Quello che avevo da dire in merito alle donne e agli uomini di Lampedusa e che Rosi ha scelto di non mettere in luce nel suo film, tranne solamente quelle otto presenze, l’ho già detto nel mio precedente scritto che continuo a sottoscrivere e amen… Ci tengo comunque a precisare per chi non ha visto o vedrà quel film, che il popolo di Lampedusa (se Rosi è stato per un anno a Lampedusa, noi donne e uomini de Le Città Vicine ci rechiamo là da oltre sei anni e abbiamo la pretesa di conoscere bene la situazione…) non approva l’invasione di zone militarizzate invase da radar, apparecchiature, mezzi, e uomini e donne militari delle varie armi e formazioni, presenti in carne e ossa nell’isola, e non sta affatto al fianco della marina militare che, come in molte/i ben sappiamo, non solca il Mediterraneo e il Canale di Sicilia solo per soccorrere i migranti, in quanto per quello bastava il lavoro operoso della Guardia Costiera, ma è là per scopi bellici riguardanti eventuali attacchi, difesa e controllo militarizzato dell’arrivo, dello smistamento e spesso rimpatrio dei e delle migranti.
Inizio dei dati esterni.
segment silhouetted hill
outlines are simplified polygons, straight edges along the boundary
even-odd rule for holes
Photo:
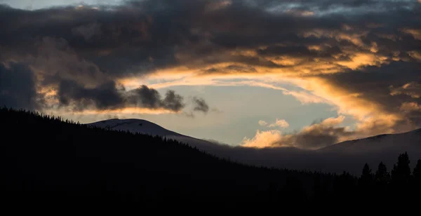
[[[0,109],[0,198],[3,206],[15,210],[286,209],[402,201],[420,191],[415,180],[420,177],[421,162],[408,175],[407,155],[399,156],[392,180],[382,171],[377,182],[368,166],[359,178],[347,173],[270,169],[221,159],[159,136],[34,112]]]
[[[340,142],[318,150],[320,152],[378,154],[382,151],[421,153],[421,129],[396,134],[382,134]]]
[[[3,196],[18,205],[267,203],[294,200],[281,191],[311,175],[246,166],[158,136],[24,111],[0,109],[0,119]],[[293,197],[305,201],[297,187]]]

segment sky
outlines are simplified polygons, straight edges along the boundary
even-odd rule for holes
[[[0,0],[0,105],[258,148],[409,131],[420,1]]]

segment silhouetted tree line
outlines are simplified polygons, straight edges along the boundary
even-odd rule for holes
[[[390,173],[366,164],[355,177],[246,166],[173,140],[25,110],[1,108],[0,121],[0,196],[8,206],[320,207],[421,191],[421,161],[411,172],[406,153]]]

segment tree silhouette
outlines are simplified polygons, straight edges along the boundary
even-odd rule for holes
[[[387,172],[387,168],[386,168],[386,165],[383,162],[379,163],[374,180],[376,184],[381,186],[387,185],[390,181],[390,174]]]
[[[409,156],[408,153],[401,154],[398,157],[398,163],[394,165],[392,170],[392,182],[403,185],[409,182],[410,168],[409,167]]]
[[[368,164],[366,163],[363,168],[363,173],[360,177],[360,182],[362,185],[370,186],[373,182],[373,173]]]
[[[421,159],[417,161],[417,166],[414,168],[413,175],[415,181],[421,181]]]

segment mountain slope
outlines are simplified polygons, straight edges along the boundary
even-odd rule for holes
[[[381,151],[420,151],[421,129],[398,134],[383,134],[364,139],[340,142],[319,149],[331,153],[379,153]]]
[[[113,119],[87,124],[102,128],[114,130],[129,131],[159,136],[183,136],[181,134],[167,130],[156,123],[142,119]]]
[[[206,140],[196,139],[167,130],[156,123],[143,119],[113,119],[88,123],[87,126],[114,130],[138,133],[153,136],[159,135],[186,143],[192,147],[201,147],[201,149],[204,150],[208,150],[215,145],[215,144]]]

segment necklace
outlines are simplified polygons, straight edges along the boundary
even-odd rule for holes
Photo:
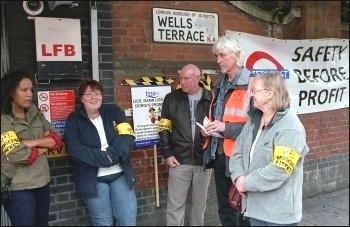
[[[261,127],[261,129],[264,131],[265,128],[266,128],[266,125],[271,121],[271,119],[270,119],[270,120],[266,120],[266,119],[264,118],[264,116],[262,116],[261,119],[263,120],[263,126]],[[267,119],[268,119],[268,118],[267,118]]]

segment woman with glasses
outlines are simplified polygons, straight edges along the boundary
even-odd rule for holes
[[[297,226],[302,218],[306,134],[290,109],[280,73],[255,76],[255,109],[236,140],[230,158],[231,179],[242,194],[242,213],[251,226]]]
[[[129,160],[133,129],[119,106],[102,104],[98,81],[85,79],[78,92],[82,106],[69,114],[65,125],[76,190],[94,226],[135,226],[135,178]]]

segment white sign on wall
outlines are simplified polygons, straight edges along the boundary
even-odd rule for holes
[[[252,74],[279,71],[298,114],[349,107],[349,39],[282,40],[236,35]]]
[[[213,44],[218,39],[217,13],[153,8],[153,41]]]
[[[37,61],[82,61],[80,20],[35,17]]]

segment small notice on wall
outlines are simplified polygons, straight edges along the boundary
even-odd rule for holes
[[[153,8],[153,41],[213,44],[218,39],[217,13]]]
[[[75,108],[73,90],[38,92],[38,107],[45,118],[64,138],[64,126],[70,112]]]
[[[70,112],[75,109],[74,90],[40,91],[38,92],[38,107],[64,138],[64,127]],[[48,158],[68,156],[65,144],[56,150],[48,150]]]

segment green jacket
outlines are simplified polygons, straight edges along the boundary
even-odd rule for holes
[[[50,181],[46,155],[40,155],[32,164],[25,165],[32,150],[21,141],[42,138],[45,131],[58,133],[34,104],[29,107],[25,117],[23,120],[14,115],[1,114],[1,172],[9,176],[13,165],[18,164],[11,183],[13,191],[39,188]]]
[[[236,140],[230,158],[232,182],[245,176],[246,216],[262,221],[291,224],[302,218],[303,164],[309,148],[305,129],[290,109],[277,112],[261,133],[250,160],[262,112],[248,112],[250,120]]]

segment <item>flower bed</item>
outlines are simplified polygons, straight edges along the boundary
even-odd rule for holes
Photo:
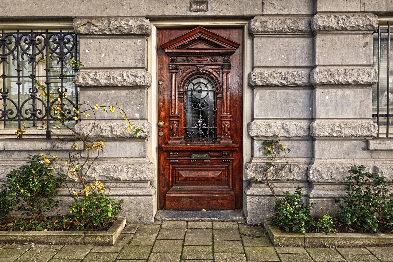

E a pensarci bene, ho apprezzato sì una scena di Fuocoammare, nella quale a mio avviso Rosi fa una critica al processo di militarizzazione dell’isola: quella in cui il bambino giocando a mare con la barca, rischia di rimanere incastrato tra imbarcazioni militari e le vedette della flotta della Guardia costiera ancorate al Porto vecchio.

Saluto la cara Stefania, ringraziandola per avermi consentito di chiarire spero meglio quanto affermato nel mio precedente scritto, e aggiungo che parlando in merito a Fuocoammare, con Rossella Sferlazzo che ha creato insieme ad altre il coordinamento “Mamme di Lampedusa”, sono venuta a sapere che il bambino protagonista del film nella verità non è affatto orfano di madre (nel film vediamo solo il padre e la vecchia nonna, mentre la madre è stata cancellata…). E che lui, Rosi, il regista, è risultato inviso, perché troppo scontroso, a quella popolazione che nel suo film non ha fatto vedere, tranne quelli/e che con la loro bonarietà hanno testimoniato che il “buon selvaggio” esiste ancora… nelle zone di confine.

Bene, continuino gli uomini a mostrare nei loro linguaggi filmici o attraverso altre espressioni, i contenuti e gli aspetti del vivente e del mondo che vogliono trasmettere e mettere a sistema, a partire dal loro sé maschile… Ma noi donne che tanto li accogliamo e li giustifichiamo – e l’analisi del film e del sentire del regista che ne fa Stefania Giannotti ne è la dimostrazione – oggi abbiamo acquisito altre chiavi interpretative e strumenti che ci fanno dire e mostrare che c’è un’altra verità… quella verità che oltre che a noi di sicuro giova anche a loro, ai cosiddetti “ben posizionati uomini”, che al momento sentono traballare i loro incerti piedistalli.